Dal 20 luglio 2016 è possibile costituire una startup gratis online senza notaio, collegandosi al sito del Registro delle imprese di InfoCamere e ricorrendo alla firma digitale.

Pmi Innovative

L’Investment Compact del 2015 ha introdotto nell’ordinamento la figura della Pmi innovativa. Sono definite così “tutte le piccole e medie imprese che operano nel campo dell’innovazione tecnologica, a prescindere dalla data di costituzione, dall’oggetto sociale e dal livello di maturazione”. Per rientrare in questa categoria (che è pensata anche come una sorta di prosecuzione naturale del percorso della startup innovativa) una società deve avere meno di 50 milioni di euro di fatturato all’anno (o un attivo sotto i 43 milioni), meno di 250 dipendenti e possedere almeno due di questi tre requisiti: il 3% dei costi totali deve essere attribuibile a attività di ricerca, sviluppo e innovazione; un terzo del team deve essere composto da persone in possesso di una laurea magistrale o un quinto del team deve essere formato da dottorandi, dottori di ricerca o ricercatori; oppure deve essere proprietaria di una forma di protezione intellettuale o di protezione del software. Con i giusti requisiti e un bilancio certificato può accreditarsi a una sezione speciale del Registro delle imprese e godere di molte delle agevolazioni previste per le startup innovative, tra cui, solo per fare qualche esempio, la possibilità di remunerare i dipendenti con stock option o di accedere al Fondo di garanzia per le Pmi. E chi investe in Pmi innovative può godere degli stessi benefici fiscali di chi investe in startup.

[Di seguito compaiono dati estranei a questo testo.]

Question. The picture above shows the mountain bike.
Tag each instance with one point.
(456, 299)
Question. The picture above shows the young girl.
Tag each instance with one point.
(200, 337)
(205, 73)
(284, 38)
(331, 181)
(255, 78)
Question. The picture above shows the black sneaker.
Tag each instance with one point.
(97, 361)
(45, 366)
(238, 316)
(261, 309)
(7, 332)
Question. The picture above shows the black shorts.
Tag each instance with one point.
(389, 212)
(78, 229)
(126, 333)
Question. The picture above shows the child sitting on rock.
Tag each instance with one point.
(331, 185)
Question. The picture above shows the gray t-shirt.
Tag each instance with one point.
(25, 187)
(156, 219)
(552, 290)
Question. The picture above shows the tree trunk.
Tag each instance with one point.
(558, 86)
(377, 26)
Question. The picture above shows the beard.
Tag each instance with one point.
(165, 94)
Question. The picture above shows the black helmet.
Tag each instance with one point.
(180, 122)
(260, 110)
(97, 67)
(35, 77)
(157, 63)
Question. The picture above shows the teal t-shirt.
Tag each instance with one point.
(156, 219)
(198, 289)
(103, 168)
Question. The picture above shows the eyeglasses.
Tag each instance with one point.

Programmi di investimento da parte di grandi aziende

Nel corso del governo  Renzi diverse grandi compagnie hi-tech hanno lanciato programmi di investimento in Italia a favore dello sviluppo digitale del Paese. A gennaio 2016 Cisco ha annunciato di voler investire 100 milioni di dollari per accelerare la digitalizzazione dell’Italia. Apple ha aperto a Napoli la prima iOS Developer Academy d’Europa in collaborazione con l’Università degli Studi del capoluogo campano dove già per il secondo anno è previsto che ci siano corsi con 400 studenti. Ibm ha annunciato di voler investire 150 milioni di dollari per creare a Rho, nell’area Expo (dove sorgerà Human Technopole) un centro Watson Health europeo, ovvero un polo sanitario hi-tech basato su big data e intelligenza artificiale.

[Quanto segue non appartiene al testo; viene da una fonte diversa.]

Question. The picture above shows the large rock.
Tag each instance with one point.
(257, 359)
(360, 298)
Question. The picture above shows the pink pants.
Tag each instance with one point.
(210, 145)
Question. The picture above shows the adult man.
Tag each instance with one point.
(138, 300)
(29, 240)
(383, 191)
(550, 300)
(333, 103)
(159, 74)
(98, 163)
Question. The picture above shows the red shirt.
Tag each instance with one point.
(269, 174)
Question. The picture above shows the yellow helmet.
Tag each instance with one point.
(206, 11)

Una squadra per l’innovazione e il digitale

Per far crescere l’Italia in tema di digitale e innovazione Matteo Renzi ha creato una squadra di esperti, tra cui Paolo Barberis e Diego Piacentini. Il primo ha avviato quattro progetti: Italia Login, per la trasformazione digitale della pubblica amministrazione; il piano di infrastrutture per la banda ultralarga, con investimenti di 12 miliardi, di cui 7 pubblici; l’insegnamento dell’alfabeto digitale, fondamentale per far crescere conoscenze e competenze; la competitività digitale, ovvero la capacità di arrivare a concorrere con le realtà più avanzate. Nella sua agenda, previsti anche la creazione di quartieri digitali che diventino motore dell’innovazione all’interno delle città; l’aumento del credito d’imposta per le aziende che stipulano contratti di ricerca con le startup; eliminazione dei limiti che frenano l’affermazione dell’equity crowdfunding; incentivi alle aziende per l’implementazione dell’open innovation.

Diego Piacentini, Commissario straordinario per l’attuazione dell’Agenda digitale e Senior Vice President di Amazon, è nominato pro bono per due anni con lo scopo di coordinare gli enti pubblici, individuare regole e linee guida e la possibilità di sostituirsi agli enti inadempienti. Per tale scopo è affiancato da un Team per la Trasformazione Digitale istituito a Palazzo Chigi.

Cosa accadrà ora alla luce degli ultimi accadimenti?